House Bill 4243 still has that support, according to MAIA President Bob Pierce.

“We don’t support the proposed ban on credit scoring,” he told IJ, “but we don’t support the status quo in use of credit scoring either.”

Assuming no legislation is forthcoming or that it is vetoed by Granholm, the rule set will be filed with the Secretary of State and become effective July 1, though insurers are likely to take the matter before court seeking a temporary injunction before then. Insurers will have to file new rates with the insurance department by May 1.

“No final decision has been made on litigation, but we’re certainly seriously considering it,” said Peter Kuehnmuench (pronounced, “koon-mench”), executive director of the Insurance Institute of Michigan. “We have the ability to provide credit-related discounts to our customers and we want to retain the authority to do so. We believe that authority exists under the statute. We have been using it as one of the components in rating since the mid-1990s. … We disagree with the commissioner’s assertion that such a practice is illegal.”

Kuehnmuench said 60 percent of insurance consumers could see their rates rise as a result of the ban. While a 2002 insurance department study under a Republican administration appointee, Commissioner Frank Fitzgerald, found that problems existed in insurers’ use of credit scores it did not suggest that the practice might be illegal under existing law. During that year’s gubernatorial campaign, Granholm attacked the study, noting that credit-based insurance scores had prompted thousands of consumer complaints, especially from Detroit-area residents who seemed to be most affected by hard-market rate increases.

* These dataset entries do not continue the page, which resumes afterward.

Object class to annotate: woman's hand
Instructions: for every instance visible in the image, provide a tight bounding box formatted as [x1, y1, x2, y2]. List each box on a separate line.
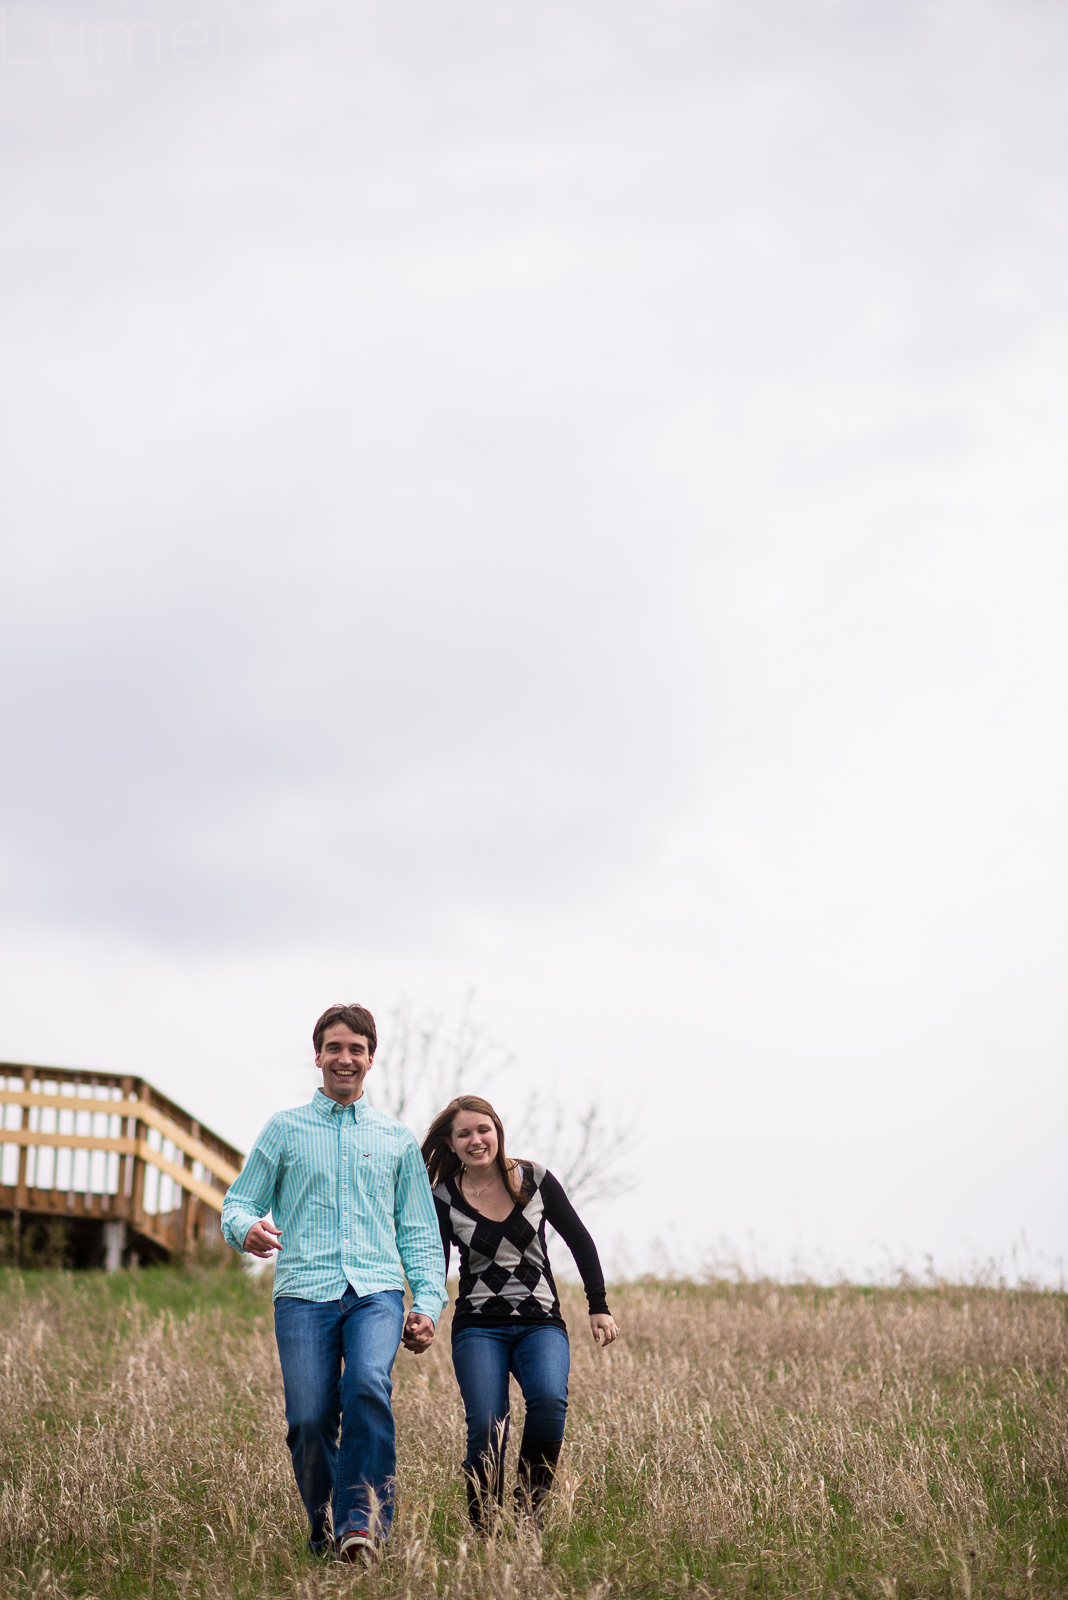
[590, 1313, 619, 1347]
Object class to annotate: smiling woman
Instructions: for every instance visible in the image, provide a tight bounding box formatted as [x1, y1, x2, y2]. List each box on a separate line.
[421, 1094, 618, 1536]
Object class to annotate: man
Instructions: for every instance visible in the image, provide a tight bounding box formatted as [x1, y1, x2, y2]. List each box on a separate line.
[221, 1002, 446, 1564]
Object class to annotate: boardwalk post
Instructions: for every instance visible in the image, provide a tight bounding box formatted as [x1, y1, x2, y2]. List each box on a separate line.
[13, 1065, 32, 1264]
[131, 1082, 149, 1235]
[120, 1076, 135, 1223]
[104, 1218, 126, 1271]
[181, 1122, 199, 1252]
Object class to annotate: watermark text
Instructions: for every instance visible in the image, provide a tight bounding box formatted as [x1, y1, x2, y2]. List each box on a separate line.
[1, 6, 256, 66]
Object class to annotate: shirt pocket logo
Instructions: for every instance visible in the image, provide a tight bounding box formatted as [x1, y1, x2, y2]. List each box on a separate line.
[357, 1151, 395, 1191]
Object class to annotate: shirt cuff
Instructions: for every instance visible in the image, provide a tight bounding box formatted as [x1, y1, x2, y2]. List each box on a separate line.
[410, 1294, 446, 1325]
[222, 1209, 262, 1252]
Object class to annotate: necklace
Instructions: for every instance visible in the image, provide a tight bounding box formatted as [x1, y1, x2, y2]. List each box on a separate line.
[463, 1165, 497, 1198]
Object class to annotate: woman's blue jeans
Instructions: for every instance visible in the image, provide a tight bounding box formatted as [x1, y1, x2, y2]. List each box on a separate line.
[274, 1288, 404, 1548]
[451, 1323, 570, 1474]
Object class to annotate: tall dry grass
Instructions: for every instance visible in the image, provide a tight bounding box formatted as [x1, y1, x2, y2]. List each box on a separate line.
[0, 1269, 1064, 1599]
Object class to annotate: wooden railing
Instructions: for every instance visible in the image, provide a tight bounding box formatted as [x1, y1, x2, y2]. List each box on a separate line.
[0, 1062, 244, 1260]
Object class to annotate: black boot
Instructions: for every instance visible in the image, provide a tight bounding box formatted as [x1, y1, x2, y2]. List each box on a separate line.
[464, 1451, 505, 1535]
[514, 1432, 563, 1529]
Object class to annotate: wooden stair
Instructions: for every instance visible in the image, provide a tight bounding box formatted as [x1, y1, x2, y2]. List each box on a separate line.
[0, 1062, 244, 1268]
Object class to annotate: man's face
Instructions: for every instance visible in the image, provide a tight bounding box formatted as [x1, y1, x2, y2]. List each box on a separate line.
[315, 1021, 374, 1105]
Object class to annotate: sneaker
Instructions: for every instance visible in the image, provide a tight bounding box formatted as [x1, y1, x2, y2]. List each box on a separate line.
[338, 1530, 377, 1566]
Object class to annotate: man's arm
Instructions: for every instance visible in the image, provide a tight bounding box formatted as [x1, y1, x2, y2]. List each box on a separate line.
[220, 1118, 285, 1256]
[242, 1219, 283, 1258]
[393, 1135, 447, 1348]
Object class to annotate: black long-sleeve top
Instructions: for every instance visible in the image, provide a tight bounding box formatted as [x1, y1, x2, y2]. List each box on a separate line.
[432, 1161, 610, 1337]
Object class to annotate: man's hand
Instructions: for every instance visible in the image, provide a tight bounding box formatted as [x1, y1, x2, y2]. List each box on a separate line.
[590, 1313, 619, 1347]
[402, 1312, 435, 1354]
[243, 1221, 283, 1258]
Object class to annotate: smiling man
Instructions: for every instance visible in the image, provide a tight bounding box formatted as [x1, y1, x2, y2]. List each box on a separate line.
[221, 1003, 446, 1565]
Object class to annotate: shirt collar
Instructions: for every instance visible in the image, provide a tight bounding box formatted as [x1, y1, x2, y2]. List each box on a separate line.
[312, 1087, 367, 1118]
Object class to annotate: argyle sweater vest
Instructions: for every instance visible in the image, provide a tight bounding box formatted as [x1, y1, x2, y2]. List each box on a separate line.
[433, 1161, 610, 1337]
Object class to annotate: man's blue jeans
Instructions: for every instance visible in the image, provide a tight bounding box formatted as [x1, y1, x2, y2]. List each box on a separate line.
[451, 1323, 570, 1472]
[274, 1287, 404, 1548]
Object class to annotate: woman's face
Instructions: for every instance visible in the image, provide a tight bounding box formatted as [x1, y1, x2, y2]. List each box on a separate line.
[448, 1107, 500, 1172]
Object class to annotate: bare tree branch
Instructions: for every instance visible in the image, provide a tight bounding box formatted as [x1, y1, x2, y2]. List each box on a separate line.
[370, 991, 513, 1128]
[509, 1095, 635, 1207]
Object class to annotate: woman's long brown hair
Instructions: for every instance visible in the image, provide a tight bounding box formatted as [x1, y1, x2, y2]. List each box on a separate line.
[421, 1095, 525, 1205]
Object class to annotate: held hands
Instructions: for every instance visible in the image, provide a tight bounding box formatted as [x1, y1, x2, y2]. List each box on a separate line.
[402, 1312, 435, 1354]
[590, 1313, 619, 1347]
[243, 1221, 283, 1258]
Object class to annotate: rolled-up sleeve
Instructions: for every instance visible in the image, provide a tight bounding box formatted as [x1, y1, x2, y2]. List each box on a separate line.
[221, 1117, 284, 1253]
[393, 1137, 447, 1322]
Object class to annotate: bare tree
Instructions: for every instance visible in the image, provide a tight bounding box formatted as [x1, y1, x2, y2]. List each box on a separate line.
[371, 994, 634, 1207]
[371, 992, 513, 1125]
[509, 1097, 634, 1207]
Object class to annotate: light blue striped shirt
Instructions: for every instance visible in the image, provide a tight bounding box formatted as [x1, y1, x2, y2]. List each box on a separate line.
[221, 1090, 446, 1320]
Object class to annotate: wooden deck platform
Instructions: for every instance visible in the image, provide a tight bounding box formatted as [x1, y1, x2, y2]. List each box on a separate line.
[0, 1062, 244, 1268]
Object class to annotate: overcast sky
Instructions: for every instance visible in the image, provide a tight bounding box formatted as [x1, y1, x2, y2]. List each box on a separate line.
[2, 0, 1065, 1284]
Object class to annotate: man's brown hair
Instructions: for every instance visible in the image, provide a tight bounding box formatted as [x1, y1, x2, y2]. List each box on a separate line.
[312, 1003, 378, 1058]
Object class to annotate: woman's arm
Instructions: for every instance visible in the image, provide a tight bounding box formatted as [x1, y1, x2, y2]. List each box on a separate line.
[540, 1169, 618, 1343]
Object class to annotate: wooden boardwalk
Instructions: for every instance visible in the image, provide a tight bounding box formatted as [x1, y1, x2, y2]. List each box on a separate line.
[0, 1062, 244, 1267]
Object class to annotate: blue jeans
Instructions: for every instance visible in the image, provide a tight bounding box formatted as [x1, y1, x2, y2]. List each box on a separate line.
[451, 1323, 570, 1473]
[274, 1288, 404, 1548]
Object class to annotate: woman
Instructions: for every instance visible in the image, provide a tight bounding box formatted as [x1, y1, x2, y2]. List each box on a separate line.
[422, 1095, 618, 1533]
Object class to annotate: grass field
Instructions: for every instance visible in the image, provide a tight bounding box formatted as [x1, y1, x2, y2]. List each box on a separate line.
[0, 1265, 1064, 1599]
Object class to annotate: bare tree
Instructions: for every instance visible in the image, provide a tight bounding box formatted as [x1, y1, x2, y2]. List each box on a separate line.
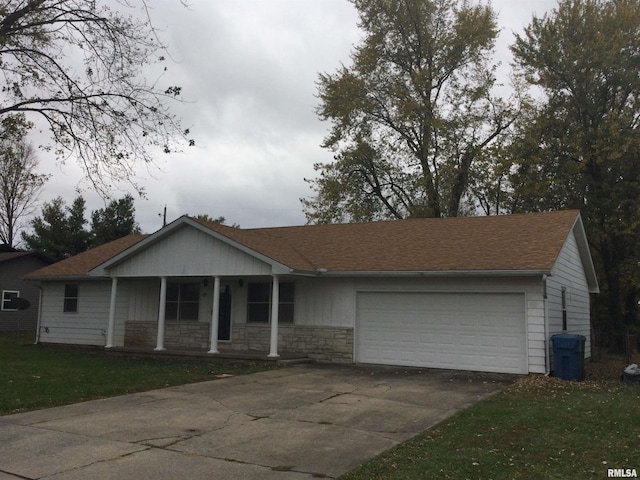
[0, 115, 49, 247]
[0, 1, 193, 195]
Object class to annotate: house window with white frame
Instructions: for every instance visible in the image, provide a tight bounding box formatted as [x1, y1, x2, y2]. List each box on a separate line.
[165, 282, 200, 321]
[246, 281, 294, 324]
[63, 284, 79, 313]
[1, 290, 19, 311]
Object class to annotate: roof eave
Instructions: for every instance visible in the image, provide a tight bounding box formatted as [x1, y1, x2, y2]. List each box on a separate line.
[570, 213, 600, 294]
[289, 269, 553, 278]
[24, 275, 108, 282]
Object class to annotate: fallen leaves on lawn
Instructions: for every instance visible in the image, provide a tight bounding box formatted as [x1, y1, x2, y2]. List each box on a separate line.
[512, 353, 632, 395]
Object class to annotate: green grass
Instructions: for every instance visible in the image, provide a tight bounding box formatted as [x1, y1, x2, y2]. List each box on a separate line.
[339, 375, 640, 480]
[0, 332, 278, 415]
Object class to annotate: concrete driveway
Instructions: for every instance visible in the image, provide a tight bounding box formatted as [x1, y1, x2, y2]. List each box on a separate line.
[0, 364, 514, 479]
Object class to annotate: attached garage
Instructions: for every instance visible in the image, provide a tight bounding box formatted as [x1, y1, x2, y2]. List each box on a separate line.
[356, 292, 528, 374]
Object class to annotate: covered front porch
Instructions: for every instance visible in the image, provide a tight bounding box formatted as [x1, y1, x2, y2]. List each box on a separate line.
[104, 274, 288, 358]
[87, 219, 353, 363]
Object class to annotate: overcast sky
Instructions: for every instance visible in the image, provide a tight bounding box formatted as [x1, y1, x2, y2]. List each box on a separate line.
[34, 0, 559, 235]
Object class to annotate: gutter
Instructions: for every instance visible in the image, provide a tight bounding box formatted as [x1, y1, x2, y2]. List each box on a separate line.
[543, 274, 551, 375]
[289, 268, 553, 278]
[34, 285, 43, 345]
[25, 275, 109, 282]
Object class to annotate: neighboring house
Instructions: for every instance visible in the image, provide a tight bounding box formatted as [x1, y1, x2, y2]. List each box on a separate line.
[25, 210, 598, 375]
[0, 246, 52, 331]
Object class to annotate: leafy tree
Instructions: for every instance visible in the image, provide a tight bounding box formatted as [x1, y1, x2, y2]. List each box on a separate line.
[510, 0, 640, 337]
[303, 0, 515, 223]
[91, 194, 142, 247]
[0, 1, 193, 195]
[22, 196, 91, 261]
[194, 214, 240, 228]
[0, 114, 50, 247]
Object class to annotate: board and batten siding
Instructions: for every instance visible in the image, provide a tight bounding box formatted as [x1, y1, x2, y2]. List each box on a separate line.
[106, 226, 272, 277]
[39, 280, 128, 346]
[294, 276, 546, 374]
[294, 277, 355, 327]
[526, 293, 546, 374]
[548, 229, 592, 358]
[124, 279, 160, 322]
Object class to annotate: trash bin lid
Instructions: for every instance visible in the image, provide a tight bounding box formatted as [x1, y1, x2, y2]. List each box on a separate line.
[551, 334, 584, 349]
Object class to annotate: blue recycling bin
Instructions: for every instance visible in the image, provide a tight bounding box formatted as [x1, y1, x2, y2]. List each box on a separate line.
[552, 334, 586, 381]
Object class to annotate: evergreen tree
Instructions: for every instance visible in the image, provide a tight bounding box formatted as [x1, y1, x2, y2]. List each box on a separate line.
[22, 196, 91, 262]
[91, 194, 141, 247]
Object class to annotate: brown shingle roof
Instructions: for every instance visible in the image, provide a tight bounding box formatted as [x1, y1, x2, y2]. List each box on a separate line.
[26, 235, 148, 279]
[194, 210, 580, 272]
[27, 210, 581, 278]
[0, 252, 32, 264]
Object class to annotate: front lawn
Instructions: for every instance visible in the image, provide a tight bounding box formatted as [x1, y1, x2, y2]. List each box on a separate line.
[0, 333, 278, 415]
[340, 356, 640, 479]
[4, 333, 640, 479]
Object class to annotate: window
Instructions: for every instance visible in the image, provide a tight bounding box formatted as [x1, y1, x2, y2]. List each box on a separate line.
[166, 282, 200, 321]
[1, 291, 19, 311]
[279, 283, 295, 324]
[64, 284, 79, 313]
[247, 282, 270, 323]
[247, 282, 294, 324]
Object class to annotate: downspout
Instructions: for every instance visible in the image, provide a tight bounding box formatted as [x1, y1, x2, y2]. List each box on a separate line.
[34, 285, 43, 345]
[543, 274, 550, 375]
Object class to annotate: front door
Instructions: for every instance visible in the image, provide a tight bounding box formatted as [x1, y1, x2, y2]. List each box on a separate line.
[218, 285, 232, 341]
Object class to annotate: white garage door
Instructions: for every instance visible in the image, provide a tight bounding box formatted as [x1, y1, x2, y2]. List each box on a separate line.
[356, 292, 527, 374]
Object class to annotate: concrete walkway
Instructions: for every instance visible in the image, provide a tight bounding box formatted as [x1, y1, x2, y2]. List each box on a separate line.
[0, 364, 515, 479]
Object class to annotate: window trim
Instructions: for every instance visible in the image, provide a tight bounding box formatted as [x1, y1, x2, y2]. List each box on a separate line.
[1, 290, 19, 312]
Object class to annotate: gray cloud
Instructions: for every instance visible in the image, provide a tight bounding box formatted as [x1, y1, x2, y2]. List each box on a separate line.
[29, 0, 558, 235]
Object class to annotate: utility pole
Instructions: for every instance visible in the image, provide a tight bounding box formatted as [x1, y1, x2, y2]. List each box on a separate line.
[159, 204, 167, 228]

“Michigan’s law states that if you’re going to give a discount to customers that it should be uniformly applied and demonstrated a reduction in losses, and we don’t feel credit scoring does that,” Watters told IJ. “I have a constitutional duty to enforce the law. I don’t think that previous commissioners weren’t doing their duty. The 2002 study on scoring brought these issues to light and resulted in my effort to take a look and determine if it was lawful.”

Insurance company executives who participated in the MAIA panel discussion were skeptical that outlawing insurance scoring would help much.

“We credit score in every state where we do business,” said Bill Wallace, president CEO of Hastings Mutual Insurance Co. “We find it to be best predictor of loss for groups of people that I’ve seen in my career of 30 years. If you’re looking to lower insurance rates only way to make a meaningful difference is to lower loss costs. I don’t see where having scoring or not having scoring makes a difference. We all want lower insurance rates, but this isn’t going to do it.”

The taxman cometh
Meanwhile, the tax plan Granholm unveiled in a speech but has still yet to nail down in the form of a bill could further hurt insurers, agents and consumers. Insurers are currently taxed at an effective rate of 1.0375 percent under Michigan’s complicated single business tax system. Under the plan they would be taxed at 2 percent on premium, which is not out of line with the national average though Kuehnmuench argued it would be “above average on a regional basis” compared to Ohio’s 1.3 percent tax, for example. Insurers would also lose a number of tax breaks that could send further costs onto consumers.

Wallace said that by losing tax credits for contributions to guaranty funds, pools and facilities and an increase in the retaliatory premium tax would mean a 250 percent tax increase for his company. “And that comes right out of profit,” he said.